Jika semua orang membuat alasan, lalu siapa yg mau melayani? Padahal kita harus mengambil bagian dalam 5 pilar Gereja ini, yaitu Diakonia (pelayanan), Koinonia (persekutuan), Liturgia (liturgi), Kyrgma (pewartaan), dan Martiria (kesaksian). Pilihlah salah satu sehingga kehadiran Gereja tampak dalam hidup kita.
Jangan sembunyi, menghilangkan diri, atau sekadar mencari alasan.
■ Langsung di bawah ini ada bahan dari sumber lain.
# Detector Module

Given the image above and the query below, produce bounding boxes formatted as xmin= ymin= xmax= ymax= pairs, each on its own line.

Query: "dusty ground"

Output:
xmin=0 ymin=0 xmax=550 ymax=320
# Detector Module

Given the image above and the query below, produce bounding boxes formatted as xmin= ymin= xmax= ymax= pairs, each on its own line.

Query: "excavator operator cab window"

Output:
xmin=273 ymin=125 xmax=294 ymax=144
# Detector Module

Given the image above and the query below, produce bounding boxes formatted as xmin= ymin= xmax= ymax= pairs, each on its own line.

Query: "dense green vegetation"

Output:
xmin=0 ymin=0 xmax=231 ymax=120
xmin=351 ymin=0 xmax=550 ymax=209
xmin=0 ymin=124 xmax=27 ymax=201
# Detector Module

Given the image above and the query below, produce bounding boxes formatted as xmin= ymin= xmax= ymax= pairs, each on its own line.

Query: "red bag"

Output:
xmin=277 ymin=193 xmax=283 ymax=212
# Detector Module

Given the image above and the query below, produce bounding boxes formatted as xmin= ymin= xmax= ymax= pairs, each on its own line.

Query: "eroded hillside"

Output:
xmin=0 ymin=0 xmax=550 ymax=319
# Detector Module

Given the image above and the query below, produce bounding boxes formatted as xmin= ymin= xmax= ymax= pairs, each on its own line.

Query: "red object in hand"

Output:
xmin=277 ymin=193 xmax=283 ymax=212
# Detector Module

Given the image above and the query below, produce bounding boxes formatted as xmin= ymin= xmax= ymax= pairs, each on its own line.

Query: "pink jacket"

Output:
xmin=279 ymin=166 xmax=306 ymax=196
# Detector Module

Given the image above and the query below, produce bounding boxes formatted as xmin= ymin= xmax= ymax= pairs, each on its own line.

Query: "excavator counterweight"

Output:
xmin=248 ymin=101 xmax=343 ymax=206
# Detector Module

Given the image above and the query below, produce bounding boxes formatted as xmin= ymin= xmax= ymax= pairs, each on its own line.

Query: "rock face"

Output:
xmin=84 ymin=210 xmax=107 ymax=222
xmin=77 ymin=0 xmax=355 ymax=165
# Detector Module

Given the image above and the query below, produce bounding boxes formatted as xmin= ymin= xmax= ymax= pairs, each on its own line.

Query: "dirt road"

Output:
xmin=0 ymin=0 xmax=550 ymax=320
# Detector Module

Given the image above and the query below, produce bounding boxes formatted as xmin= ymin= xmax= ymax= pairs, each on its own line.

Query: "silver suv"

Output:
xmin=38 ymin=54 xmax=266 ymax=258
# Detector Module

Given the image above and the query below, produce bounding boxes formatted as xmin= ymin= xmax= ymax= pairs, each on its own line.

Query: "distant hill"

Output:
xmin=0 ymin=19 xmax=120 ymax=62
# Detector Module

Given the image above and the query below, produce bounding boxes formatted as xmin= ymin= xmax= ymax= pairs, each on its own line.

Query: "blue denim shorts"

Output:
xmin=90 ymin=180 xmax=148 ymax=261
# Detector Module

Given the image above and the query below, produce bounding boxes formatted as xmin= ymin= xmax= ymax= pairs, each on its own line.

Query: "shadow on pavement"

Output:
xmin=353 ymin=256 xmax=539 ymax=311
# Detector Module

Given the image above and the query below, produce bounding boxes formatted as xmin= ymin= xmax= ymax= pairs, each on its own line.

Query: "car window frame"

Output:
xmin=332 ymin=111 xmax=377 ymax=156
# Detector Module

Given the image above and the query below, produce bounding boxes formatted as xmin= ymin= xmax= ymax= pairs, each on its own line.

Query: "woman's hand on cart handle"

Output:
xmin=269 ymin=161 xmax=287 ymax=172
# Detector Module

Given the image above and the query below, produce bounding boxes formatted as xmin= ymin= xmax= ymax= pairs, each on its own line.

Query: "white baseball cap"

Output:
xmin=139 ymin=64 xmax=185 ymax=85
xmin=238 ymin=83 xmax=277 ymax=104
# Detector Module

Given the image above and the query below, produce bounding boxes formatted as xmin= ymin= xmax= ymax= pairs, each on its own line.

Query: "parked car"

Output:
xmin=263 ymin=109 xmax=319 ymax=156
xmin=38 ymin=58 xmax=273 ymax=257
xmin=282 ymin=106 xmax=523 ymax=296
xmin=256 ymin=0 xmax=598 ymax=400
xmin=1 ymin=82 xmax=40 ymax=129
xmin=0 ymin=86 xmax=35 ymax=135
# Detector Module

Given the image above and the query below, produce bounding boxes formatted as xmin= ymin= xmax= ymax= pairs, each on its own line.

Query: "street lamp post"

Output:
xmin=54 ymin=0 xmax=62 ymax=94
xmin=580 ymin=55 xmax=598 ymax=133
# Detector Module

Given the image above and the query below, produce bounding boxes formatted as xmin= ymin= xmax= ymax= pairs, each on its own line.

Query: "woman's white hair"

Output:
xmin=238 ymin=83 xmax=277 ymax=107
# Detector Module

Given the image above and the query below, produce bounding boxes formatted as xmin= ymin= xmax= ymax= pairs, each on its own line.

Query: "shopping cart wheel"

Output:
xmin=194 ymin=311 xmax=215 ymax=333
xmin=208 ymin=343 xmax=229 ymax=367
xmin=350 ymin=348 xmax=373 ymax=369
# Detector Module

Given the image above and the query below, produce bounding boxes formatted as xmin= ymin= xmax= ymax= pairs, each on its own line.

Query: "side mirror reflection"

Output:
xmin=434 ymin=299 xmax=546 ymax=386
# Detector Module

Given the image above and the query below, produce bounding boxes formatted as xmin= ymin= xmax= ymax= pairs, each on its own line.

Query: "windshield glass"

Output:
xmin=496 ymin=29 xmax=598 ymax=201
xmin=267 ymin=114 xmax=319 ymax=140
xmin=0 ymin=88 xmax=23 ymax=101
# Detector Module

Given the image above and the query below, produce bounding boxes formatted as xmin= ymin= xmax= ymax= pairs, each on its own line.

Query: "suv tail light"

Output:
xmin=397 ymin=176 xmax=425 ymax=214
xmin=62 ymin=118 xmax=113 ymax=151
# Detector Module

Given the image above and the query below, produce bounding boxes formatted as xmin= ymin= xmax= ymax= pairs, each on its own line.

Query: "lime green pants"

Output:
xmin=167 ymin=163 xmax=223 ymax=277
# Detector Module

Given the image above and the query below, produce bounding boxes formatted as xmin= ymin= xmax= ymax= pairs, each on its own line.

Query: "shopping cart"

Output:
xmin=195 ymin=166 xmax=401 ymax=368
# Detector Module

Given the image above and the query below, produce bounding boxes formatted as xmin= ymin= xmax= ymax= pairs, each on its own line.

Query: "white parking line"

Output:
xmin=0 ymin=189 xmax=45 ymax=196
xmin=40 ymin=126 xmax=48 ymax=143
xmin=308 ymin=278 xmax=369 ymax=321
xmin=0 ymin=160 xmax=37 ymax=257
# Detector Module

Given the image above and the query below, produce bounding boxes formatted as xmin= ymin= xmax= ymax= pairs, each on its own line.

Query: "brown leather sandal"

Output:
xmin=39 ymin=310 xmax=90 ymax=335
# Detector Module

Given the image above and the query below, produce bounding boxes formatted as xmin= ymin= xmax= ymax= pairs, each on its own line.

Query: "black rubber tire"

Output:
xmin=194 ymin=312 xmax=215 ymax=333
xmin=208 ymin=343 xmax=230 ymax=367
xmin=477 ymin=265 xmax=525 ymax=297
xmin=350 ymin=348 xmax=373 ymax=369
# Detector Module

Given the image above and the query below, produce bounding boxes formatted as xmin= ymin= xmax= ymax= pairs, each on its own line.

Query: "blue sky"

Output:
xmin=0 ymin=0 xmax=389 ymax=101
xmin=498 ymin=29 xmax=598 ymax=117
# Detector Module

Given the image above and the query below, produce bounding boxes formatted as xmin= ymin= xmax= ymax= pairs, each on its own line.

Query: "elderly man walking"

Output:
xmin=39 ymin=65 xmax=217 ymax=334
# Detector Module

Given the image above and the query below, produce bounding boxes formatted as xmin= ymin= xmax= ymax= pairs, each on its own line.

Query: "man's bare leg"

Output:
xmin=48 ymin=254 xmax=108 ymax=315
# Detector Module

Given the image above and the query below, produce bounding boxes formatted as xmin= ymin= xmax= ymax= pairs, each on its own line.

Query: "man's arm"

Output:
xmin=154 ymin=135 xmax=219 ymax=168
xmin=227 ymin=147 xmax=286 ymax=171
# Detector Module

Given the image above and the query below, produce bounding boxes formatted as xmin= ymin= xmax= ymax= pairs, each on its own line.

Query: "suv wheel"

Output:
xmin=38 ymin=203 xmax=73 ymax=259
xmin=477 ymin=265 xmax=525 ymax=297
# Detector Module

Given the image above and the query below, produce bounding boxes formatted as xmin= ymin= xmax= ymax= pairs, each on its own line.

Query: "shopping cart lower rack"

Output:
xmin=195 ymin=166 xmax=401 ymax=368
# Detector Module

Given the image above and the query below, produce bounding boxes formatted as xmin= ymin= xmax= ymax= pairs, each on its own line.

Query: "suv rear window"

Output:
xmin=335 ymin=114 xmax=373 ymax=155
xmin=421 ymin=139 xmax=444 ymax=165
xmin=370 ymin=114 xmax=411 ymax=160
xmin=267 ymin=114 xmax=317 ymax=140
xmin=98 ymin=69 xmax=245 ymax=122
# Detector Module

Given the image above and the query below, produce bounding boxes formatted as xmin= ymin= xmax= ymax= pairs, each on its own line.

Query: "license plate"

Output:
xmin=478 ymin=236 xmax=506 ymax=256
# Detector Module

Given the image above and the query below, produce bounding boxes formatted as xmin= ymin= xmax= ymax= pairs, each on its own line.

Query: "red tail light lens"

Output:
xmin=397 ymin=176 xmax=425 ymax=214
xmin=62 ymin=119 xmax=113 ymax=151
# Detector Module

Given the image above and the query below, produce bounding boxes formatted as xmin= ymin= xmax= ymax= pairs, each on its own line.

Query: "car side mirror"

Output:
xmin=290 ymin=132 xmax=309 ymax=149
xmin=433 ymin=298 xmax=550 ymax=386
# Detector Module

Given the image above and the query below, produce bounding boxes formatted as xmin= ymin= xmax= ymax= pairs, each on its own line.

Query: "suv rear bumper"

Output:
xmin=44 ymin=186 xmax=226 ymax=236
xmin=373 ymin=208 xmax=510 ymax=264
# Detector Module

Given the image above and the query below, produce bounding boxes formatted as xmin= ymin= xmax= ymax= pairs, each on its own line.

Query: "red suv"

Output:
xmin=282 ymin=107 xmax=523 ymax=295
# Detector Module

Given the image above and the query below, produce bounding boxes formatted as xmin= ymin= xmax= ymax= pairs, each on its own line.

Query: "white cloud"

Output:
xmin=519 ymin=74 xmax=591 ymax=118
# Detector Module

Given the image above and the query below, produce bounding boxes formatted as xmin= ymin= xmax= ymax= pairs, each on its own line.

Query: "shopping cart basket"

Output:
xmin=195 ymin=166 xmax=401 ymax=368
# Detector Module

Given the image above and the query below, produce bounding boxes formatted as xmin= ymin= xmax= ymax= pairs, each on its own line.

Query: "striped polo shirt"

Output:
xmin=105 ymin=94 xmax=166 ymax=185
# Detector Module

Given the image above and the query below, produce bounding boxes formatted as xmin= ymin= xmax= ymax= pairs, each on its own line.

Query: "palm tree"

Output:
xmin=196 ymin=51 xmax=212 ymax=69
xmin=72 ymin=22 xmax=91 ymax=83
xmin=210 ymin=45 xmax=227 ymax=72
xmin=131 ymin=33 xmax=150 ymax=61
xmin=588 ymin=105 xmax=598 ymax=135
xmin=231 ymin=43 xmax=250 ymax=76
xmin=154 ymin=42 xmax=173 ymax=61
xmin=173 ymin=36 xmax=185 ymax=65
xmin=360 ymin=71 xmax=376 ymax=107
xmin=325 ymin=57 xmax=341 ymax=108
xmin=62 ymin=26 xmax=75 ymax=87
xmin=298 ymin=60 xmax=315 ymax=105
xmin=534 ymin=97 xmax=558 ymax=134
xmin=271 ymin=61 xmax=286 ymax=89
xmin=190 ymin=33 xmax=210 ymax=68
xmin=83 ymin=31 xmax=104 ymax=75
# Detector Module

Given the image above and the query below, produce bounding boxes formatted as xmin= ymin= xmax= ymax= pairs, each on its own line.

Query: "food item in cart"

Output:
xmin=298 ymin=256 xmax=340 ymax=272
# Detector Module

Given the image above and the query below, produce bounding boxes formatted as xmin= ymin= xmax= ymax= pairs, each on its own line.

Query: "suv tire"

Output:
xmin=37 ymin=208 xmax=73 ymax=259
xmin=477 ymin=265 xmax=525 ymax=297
Sumbangkan talenta kita untuk memperkaya pelayanan dalam Gereja di mana saat ini kita berada: Kategorial atau Parokial.
Untuk semangat pelayanan di Gereja itu tidak harus dirayu-rayu, jual mahal, atau (maaf) seperti orang penting. Kita harus malu hati. Karena kita dipilih Yesus untuk diutus.
Ketika sungguh mengikuti Yesus, kita harus komitmen, konsisten, dan konsekuen seperti yang ditegaskan oleh Yesus: “Setiap orang yang siap membajak, tidak tolah toleh ke belakang.” Intinya, kita harus totalitas.
Tetap semangat, setia dan bergembira untuk melayani. Tuhan sungguh berkenan dengan “a joyfull giver person”.